The TV in the hall was tuned to that day's political scandal on CNN and two hours was more than enough of that, so we started chatting with the old man. He needed to get to Florida. Left New England early that morning and had been on the road all day. Stopped for gas, fell, broke his fall with his face, and ended up next to us. His phone and keys were in his car, right where he'd left them at the gas station.
By now, his hands were streaked with blood so we dialed a number and held the phone near his mouth in speaker mode. The recorded voice that answered was his, and his face clouded up for a moment. "Oh," he said. "That's my cell phone number." A different number landed his wife. "OK, well call me when you're done," she said.
When the call clicked off, he went back to fidgeting with his mangled glasses, eyes darting around the area. Anxiety clearly at gravity-defying levels. "I want to go get my car," he said. "I'm very upset that my car is at a gas station." We explained there are worse neighborhoods to leave one's car, but his anxiety continued. We asked if he knew what gas station had it. Not a clue. Knew it was a big road and there were several stations around that intersection. No idea how long the ambulance ride was.
Back and forth, questions and shrugs, and finally a tiny nugget--a road name sounded familiar. My husband started calling the several dozen gas stations there. "Did you call an ambulance for a gentleman earlier tonight?" Eighth or ninth station was the charm. They had his car and his keys, no worries at all, everything's safe.
And they close for the night in two hours.

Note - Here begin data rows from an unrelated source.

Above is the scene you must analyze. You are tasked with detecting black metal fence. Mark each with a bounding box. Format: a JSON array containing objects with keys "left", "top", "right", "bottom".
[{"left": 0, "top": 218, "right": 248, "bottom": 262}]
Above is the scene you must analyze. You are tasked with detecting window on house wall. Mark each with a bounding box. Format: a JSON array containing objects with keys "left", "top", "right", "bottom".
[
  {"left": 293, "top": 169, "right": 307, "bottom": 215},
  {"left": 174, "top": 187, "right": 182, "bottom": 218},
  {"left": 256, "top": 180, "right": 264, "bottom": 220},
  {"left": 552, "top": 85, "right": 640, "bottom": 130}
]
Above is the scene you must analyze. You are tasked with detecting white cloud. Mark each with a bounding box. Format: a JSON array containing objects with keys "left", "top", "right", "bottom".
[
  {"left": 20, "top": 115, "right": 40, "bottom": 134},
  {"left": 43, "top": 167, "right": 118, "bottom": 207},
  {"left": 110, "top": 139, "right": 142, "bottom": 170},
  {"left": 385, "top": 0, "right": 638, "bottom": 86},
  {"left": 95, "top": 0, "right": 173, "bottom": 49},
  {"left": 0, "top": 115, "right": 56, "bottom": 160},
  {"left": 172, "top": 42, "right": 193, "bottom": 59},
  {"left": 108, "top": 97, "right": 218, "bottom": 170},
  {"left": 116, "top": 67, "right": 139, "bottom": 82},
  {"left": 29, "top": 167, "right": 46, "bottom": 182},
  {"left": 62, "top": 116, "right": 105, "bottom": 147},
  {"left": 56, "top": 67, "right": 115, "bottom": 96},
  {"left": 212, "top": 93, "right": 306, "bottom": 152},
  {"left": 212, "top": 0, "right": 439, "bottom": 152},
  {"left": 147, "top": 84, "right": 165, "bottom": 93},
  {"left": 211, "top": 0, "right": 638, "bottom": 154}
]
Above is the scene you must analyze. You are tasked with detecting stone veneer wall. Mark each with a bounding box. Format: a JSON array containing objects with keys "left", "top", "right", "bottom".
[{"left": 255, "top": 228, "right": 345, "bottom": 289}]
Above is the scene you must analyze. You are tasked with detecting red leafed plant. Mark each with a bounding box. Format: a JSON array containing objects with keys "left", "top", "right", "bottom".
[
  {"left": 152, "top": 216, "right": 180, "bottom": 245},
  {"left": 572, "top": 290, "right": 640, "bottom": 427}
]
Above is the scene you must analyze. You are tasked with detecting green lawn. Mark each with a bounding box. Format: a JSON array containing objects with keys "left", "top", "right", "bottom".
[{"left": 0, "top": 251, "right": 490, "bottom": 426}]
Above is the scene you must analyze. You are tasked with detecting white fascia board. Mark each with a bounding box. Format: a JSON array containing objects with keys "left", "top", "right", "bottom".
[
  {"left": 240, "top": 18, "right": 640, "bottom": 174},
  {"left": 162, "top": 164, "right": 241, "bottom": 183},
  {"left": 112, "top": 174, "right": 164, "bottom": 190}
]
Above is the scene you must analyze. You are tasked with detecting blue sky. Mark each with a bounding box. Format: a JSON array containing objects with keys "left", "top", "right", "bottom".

There is no way anybody's getting out of here in two hours. He doesn't want to pay for a hotel room and deal with it in the morning. Eventually, it comes out that he'd had an accident--a fender-bender, really--about an hour before he fell.
Neither of us is an expert but this isn't our first rodeo in this particular arena. We exchange nervous glances and quietly explain to a nurse what's going on, hoping they'll admit him just to keep him still for a night. She nods. And then it's our turn for a real treatment room, we bid our farewells, and don't see him again.
Saturday mid-day, the man's wife calls back the strange number that called her last night. This time, she's upset--frantic. She hasn't heard from her husband, not a peep. He's not answering his phone, she has no idea where he is or what hospital treated him, and life is upside-down.
Very long story slightly shorter, my husband connects her with the hospital and she's able to connect the dots from there. She calls back that night to say thanks.
We want to ask but don't what her husband is doing driving most of the east coast by himself in one day. Because this is not a good situation at all. But it's not our business and not our fight, so we don't. Just wish her well. I wish somebody would do more. I wish somebody would have that really awful, horrible conversation with him--the one that starts with "car keys" and leads to some shouting and tears, and ends with Amtrak or the airport and a better plan, but does not end up in the emergency room looking like a horror movie extra. The one where we put some support in place for folks who are living longer than ever but have no decent infrastructure or process to do it well.
I hope he slept a lot and then turned around and went home. I doubt it, but I hope so. That's all I can do.